Digital Due Diligence: What Investors Actually Need to See

Introduction

Traditional commercial and operational due diligence often overlooks digital performance — or treats it as a marketing concern. This is a mistake.

Digital capability increasingly determines:

  • Speed of value creation
  • Risk exposure
  • Exit attractiveness

Digital due diligence is no longer optional.


Why Digital Is Often Missed

In many deals:

  • Digital is assessed superficially
  • Platform metrics are taken at face value
  • Data quality is assumed
  • Execution capability is overstated

The result is a post-acquisition reality gap.

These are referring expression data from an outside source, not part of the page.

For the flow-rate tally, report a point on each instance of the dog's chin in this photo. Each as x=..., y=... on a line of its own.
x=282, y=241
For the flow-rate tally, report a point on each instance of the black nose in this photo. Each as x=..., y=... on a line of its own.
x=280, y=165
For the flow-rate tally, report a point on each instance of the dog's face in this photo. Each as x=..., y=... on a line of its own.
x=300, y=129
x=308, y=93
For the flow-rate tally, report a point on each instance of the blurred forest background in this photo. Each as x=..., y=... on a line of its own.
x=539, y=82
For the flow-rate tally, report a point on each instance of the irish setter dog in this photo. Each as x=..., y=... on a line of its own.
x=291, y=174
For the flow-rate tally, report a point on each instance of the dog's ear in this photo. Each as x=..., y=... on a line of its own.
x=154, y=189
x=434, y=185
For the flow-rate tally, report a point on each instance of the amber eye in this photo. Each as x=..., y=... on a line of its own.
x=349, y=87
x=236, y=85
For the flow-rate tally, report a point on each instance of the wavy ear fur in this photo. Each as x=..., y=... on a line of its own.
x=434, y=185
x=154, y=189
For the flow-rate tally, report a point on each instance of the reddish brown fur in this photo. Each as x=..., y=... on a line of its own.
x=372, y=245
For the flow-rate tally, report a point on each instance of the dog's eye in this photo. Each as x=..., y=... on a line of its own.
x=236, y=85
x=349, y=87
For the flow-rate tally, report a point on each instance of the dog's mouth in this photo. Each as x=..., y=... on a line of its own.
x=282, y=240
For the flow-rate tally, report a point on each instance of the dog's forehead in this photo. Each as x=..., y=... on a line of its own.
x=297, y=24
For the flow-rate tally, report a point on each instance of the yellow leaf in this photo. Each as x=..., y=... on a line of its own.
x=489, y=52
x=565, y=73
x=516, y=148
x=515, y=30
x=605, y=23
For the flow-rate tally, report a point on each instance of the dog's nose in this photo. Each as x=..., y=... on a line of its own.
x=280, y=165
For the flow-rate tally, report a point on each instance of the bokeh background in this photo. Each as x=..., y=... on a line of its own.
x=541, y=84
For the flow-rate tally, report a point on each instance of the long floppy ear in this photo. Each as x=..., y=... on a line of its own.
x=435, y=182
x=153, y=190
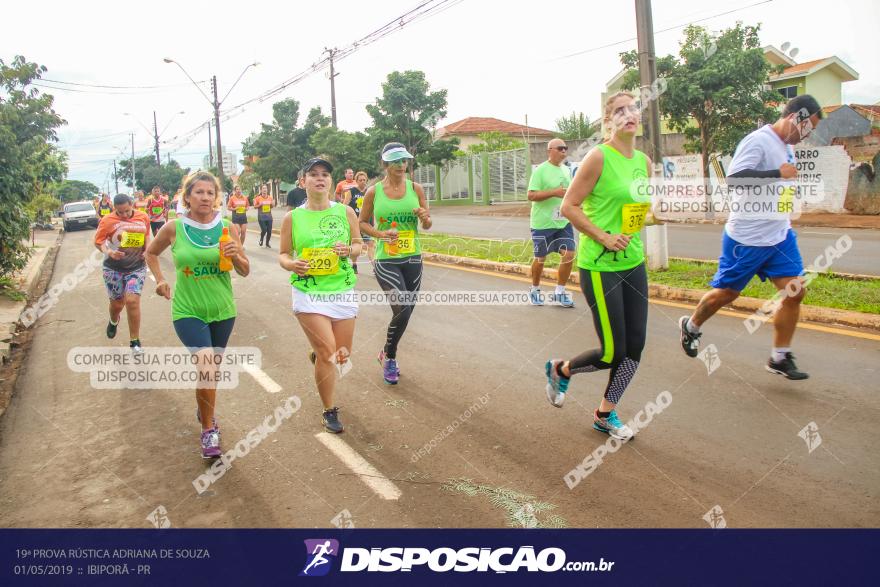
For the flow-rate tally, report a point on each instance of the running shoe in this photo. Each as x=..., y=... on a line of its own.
x=389, y=369
x=787, y=368
x=330, y=418
x=563, y=299
x=211, y=443
x=689, y=342
x=535, y=297
x=612, y=426
x=213, y=420
x=556, y=384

The Five Digital Areas That Matter

When EVOS supports digital due diligence, we focus on:

  1. Revenue quality by channel
  2. Margin and unit economics
  3. Attribution and data integrity
  4. Operational scalability
  5. Team and execution capability

These directly affect valuation and speed to impact.


Common Red Flags

  • Marketplace growth with declining contribution margin
  • Paid media without incrementality testing
  • Fragmented analytics and reporting
  • Over-reliance on agencies or single individuals
  • No clear digital roadmap post-close

Each red flag increases execution risk during the hold period.


From DD to 100-Day Plan

Effective digital due diligence feeds directly into:

  • Priority setting
  • Early wins
  • Resource allocation
  • Risk mitigation

Without this linkage, DD insights are wasted.


EVOS Perspective

Digital DD should not produce a report — it should produce actionable priorities.

We treat digital as a value creation lever, not a marketing channel.